# A dude and his lawn - Looking for help understanding test results



## jjainseattle (Jun 8, 2020)

Long time lurker first rarely a poster...

Looking for some help understanding the results of soil testing and what I should be doing here as we head toward winter to prepare for spring.

I've got a decent lawn - Lots of problems but overall pretty happy with it,..

I have a few thin spots and the soil is pretty darn compacted.

Thought i would start with a soil analysis and then begin the process of getting the soil into shape in advance of a spring freshening up Photos of the front and back lawns are here:



























My soil analysis hs here:

Front lawn - 

Back Lawn - 

Thanks in advance for the valuable input that I am certain you all will provide!


----------



## Virginiagal (Apr 24, 2017)

Put down 50 lb per 1000 sq ft of dolomitic lime in late fall before the ground freezes. If you use a fast acting lime, follow the bag directions on how much to apply at a time. Ordinary lime can be applied at 50 lb per 1000 sq ft. and that's all you need. One application and you are done for a few years.

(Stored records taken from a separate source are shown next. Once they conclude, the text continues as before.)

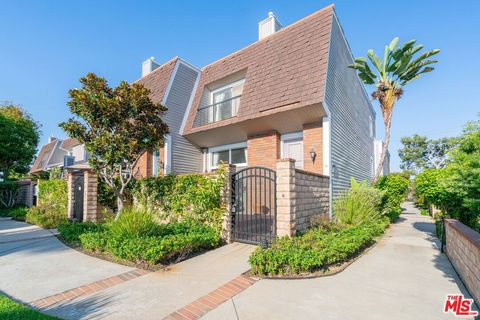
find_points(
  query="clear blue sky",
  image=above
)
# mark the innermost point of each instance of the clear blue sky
(47, 46)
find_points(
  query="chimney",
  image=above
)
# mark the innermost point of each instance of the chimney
(51, 138)
(268, 26)
(148, 66)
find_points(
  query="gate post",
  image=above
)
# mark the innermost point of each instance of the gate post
(70, 195)
(227, 203)
(286, 198)
(90, 204)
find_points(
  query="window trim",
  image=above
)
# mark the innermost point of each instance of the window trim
(229, 147)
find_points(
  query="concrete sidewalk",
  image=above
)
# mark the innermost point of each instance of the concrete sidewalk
(404, 277)
(34, 264)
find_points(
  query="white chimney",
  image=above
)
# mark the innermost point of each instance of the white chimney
(148, 66)
(268, 26)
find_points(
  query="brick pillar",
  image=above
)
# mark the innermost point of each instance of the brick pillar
(70, 195)
(227, 203)
(286, 198)
(90, 204)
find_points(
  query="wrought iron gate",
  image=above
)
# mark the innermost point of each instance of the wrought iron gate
(78, 192)
(254, 205)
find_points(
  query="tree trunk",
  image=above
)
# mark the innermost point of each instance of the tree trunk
(387, 120)
(120, 205)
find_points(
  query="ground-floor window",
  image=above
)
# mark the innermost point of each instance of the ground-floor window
(233, 153)
(292, 147)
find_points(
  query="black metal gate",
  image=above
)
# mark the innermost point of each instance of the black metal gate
(78, 192)
(254, 205)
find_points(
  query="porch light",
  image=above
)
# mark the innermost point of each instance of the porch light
(313, 155)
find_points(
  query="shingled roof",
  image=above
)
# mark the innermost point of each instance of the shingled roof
(157, 80)
(284, 71)
(42, 159)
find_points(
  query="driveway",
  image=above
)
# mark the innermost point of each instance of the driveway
(404, 277)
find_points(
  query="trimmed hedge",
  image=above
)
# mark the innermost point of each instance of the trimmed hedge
(137, 238)
(52, 204)
(316, 249)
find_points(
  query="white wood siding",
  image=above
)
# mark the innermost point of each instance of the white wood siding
(186, 157)
(350, 108)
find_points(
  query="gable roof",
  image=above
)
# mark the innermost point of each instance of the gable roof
(157, 80)
(44, 155)
(284, 71)
(69, 143)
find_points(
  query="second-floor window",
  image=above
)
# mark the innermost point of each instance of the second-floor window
(224, 102)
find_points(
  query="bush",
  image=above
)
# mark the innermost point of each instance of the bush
(71, 231)
(137, 237)
(46, 216)
(395, 188)
(17, 213)
(359, 204)
(8, 193)
(51, 211)
(186, 197)
(316, 249)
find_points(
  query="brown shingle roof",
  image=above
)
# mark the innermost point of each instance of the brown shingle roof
(69, 143)
(284, 71)
(43, 156)
(157, 80)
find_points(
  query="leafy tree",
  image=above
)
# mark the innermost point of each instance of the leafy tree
(398, 68)
(419, 153)
(19, 137)
(413, 153)
(117, 125)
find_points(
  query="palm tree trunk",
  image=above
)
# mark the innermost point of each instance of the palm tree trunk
(387, 120)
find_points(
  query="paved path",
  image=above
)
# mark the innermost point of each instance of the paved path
(404, 277)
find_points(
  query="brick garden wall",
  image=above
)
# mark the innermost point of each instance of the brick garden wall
(311, 193)
(463, 249)
(301, 195)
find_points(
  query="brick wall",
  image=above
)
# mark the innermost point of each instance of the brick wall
(264, 150)
(313, 138)
(301, 195)
(25, 193)
(311, 194)
(463, 249)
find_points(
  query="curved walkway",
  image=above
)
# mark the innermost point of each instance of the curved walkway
(404, 277)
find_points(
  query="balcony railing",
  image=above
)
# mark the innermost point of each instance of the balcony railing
(218, 111)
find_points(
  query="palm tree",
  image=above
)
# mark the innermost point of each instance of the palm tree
(397, 69)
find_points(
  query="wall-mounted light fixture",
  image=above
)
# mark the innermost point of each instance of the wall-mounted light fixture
(313, 155)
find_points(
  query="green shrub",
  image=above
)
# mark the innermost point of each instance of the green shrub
(8, 193)
(137, 237)
(316, 249)
(17, 213)
(134, 222)
(52, 204)
(72, 231)
(359, 204)
(46, 216)
(395, 188)
(185, 197)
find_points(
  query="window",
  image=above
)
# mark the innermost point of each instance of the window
(292, 147)
(234, 154)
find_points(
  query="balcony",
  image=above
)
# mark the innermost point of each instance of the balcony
(222, 110)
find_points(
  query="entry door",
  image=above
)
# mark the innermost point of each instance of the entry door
(294, 149)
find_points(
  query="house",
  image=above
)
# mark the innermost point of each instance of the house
(287, 95)
(59, 153)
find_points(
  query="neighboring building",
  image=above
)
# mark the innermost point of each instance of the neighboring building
(378, 146)
(59, 153)
(288, 95)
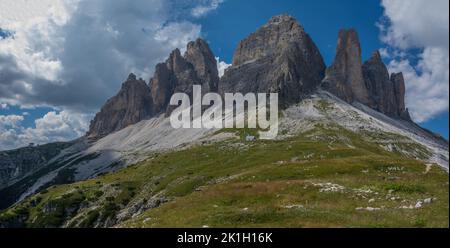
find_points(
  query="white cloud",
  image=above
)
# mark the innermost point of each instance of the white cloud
(53, 126)
(221, 66)
(72, 55)
(4, 106)
(9, 121)
(422, 25)
(76, 53)
(205, 8)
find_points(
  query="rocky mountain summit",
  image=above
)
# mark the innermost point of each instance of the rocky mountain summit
(132, 104)
(367, 83)
(137, 101)
(279, 57)
(337, 124)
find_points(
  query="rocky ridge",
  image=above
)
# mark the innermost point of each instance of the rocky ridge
(279, 57)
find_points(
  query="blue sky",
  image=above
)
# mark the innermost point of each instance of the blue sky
(54, 72)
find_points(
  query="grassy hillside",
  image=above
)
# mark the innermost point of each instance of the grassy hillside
(326, 177)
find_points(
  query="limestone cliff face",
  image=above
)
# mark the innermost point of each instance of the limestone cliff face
(19, 163)
(400, 91)
(387, 94)
(179, 73)
(381, 89)
(137, 101)
(344, 77)
(201, 57)
(279, 57)
(367, 83)
(132, 104)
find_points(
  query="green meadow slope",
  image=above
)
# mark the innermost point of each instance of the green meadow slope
(324, 177)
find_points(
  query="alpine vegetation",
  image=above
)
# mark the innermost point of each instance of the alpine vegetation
(230, 113)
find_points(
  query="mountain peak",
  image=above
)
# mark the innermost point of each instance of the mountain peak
(132, 104)
(281, 18)
(131, 77)
(269, 39)
(278, 57)
(202, 58)
(344, 77)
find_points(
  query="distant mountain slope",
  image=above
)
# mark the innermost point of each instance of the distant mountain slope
(18, 163)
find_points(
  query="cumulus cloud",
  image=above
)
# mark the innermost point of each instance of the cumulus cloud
(206, 7)
(51, 127)
(221, 66)
(417, 36)
(72, 55)
(9, 121)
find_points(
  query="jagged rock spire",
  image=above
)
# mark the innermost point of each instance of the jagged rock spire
(344, 77)
(279, 57)
(201, 57)
(132, 104)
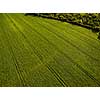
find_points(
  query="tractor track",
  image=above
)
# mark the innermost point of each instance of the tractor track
(82, 69)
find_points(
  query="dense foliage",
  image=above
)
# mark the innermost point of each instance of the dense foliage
(88, 20)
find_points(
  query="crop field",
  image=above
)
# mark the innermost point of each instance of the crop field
(41, 52)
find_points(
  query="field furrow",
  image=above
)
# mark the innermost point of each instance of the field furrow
(43, 52)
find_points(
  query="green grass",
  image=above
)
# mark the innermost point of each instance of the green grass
(43, 52)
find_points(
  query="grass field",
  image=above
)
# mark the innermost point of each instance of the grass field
(44, 52)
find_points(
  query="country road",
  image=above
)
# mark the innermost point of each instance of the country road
(43, 52)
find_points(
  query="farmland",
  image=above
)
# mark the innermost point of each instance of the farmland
(35, 51)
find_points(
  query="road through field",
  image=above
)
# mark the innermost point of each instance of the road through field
(43, 52)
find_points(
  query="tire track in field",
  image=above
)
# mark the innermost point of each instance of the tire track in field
(69, 42)
(24, 72)
(79, 66)
(15, 60)
(56, 75)
(72, 34)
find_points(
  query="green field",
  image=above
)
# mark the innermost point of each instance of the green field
(36, 51)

You need potassium. Can you find 0-0-50 (SOP Sulfate of Potash)? You need 4.5 lb per 1000 sq ft over the year, so do 5 applications, four at 2 lb per 1000 sq ft (which will supply 1 lb of K2O per 1000 sq ft) and one at 1 lb per 1000 sq ft. The front yard needs 1 lb of phosphate. The easiest way to get it is with a balanced fertilizer like 10-10-10. Instead of one of the potassium applications for the front, use that to put down 1 lb of nitrogen, phosphorus, and potassium. How much you use depends on the particular NPK numbers. They are percentages of each nutrient in the product. You could also use a starter fertilizer.

In general don't apply more than one lb of any nutrient per 1000 sq ft in a month. Water in applications. Your CEC numbers are very good. Your soil should hold onto nutrients well. Very lovely grass.


----------



## jjainseattle (Jun 8, 2020)

Wow...Thanks for the info Virginiagal - Will search for those products.

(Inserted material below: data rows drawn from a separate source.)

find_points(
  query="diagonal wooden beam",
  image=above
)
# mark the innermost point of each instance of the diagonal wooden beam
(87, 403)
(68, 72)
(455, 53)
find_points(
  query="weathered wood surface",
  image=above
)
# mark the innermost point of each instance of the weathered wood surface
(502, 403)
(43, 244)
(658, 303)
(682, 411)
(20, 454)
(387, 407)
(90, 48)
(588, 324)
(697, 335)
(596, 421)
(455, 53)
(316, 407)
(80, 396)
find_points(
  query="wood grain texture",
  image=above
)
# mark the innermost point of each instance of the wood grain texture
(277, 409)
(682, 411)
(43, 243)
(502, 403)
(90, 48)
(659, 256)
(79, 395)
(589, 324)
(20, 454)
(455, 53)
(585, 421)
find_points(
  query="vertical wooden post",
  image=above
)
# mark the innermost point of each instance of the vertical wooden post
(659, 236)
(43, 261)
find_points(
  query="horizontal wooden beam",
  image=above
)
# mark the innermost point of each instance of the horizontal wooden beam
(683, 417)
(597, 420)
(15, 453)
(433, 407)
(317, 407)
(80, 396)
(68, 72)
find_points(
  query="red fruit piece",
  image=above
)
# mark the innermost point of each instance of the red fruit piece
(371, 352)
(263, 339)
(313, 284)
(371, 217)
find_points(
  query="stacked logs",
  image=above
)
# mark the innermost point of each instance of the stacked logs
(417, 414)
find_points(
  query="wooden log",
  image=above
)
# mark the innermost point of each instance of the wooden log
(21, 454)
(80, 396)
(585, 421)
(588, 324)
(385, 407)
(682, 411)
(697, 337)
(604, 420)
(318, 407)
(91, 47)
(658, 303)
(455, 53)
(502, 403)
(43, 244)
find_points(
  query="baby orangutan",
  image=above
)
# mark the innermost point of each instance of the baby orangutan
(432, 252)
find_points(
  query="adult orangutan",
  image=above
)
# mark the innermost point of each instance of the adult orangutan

Was also thinking about beginning to put down Milorganite a couple of times a year to push the health of my soil a bit.


----------



## jjainseattle (Jun 8, 2020)

One other Q here - Am I ok to apply all of this in the next week or so? Of course at the recommended coverage numbers.


----------



## Virginiagal (Apr 24, 2017)

I'm not familiar with your climate so I found this guide from Washington State:
https://s3.wp.wsu.edu/uploads/sites/2062/2014/04/eb0482.pdf?x96359
Page 7 addresses when to fertilize. It's completely different from Virginia where most fertilizer should be done in the fall. Did you do fertilizer around the first part of September? The SOP is not going to push growth and that could be done most anytime spring through fall, unless you have long periods of snow cover in the winter. If so, save it until spring as it could contribute to snow mold if you have prolonged snow cover. Lime could go down now. Milorganite needs warm weather for the microbes to do their thing. If you use Milorganite, you can get some or most of the phosphate you need from that.


----------



## jjainseattle (Jun 8, 2020)

Not much snow at all - If there is any it's generally gone within a couple of days of it falling.

I did not put anything down with respect to fertilizer yet - We are still seeing days in the high 60s/low 70s here in Seattle

Sounds like I should wait on the SOP and Milorganite, do the lime now


----------



## Ridgerunner (May 16, 2017)

Avoid Milorganite. You don't need anymore P now or for the foreseeable future.


----------



## Virginiagal (Apr 24, 2017)

Thanks to Ridgerunner for catching the phosphorus issue. I wonder why they recommended 1 lb per 1000 sq ft for the front yard. The phosphorus numbers are all high. I agree: avoid phosphorus and since Milorganite has a lot of phosphorus, avoid that. Your organic matter numbers are high anyway. Avoid the balanced fertilizer. Just use the SOP. And nitrogen when appropriate.


----------



## jjainseattle (Jun 8, 2020)

So just lay the lime down now?


----------



## Virginiagal (Apr 24, 2017)

It's ok to do the lime now. Also ok to wait until later in the fall. Just do it before the ground freezes. It's also ok to do SOP now since you don't have prolonged snow cover. Or it can wait until spring. Your choice.


----------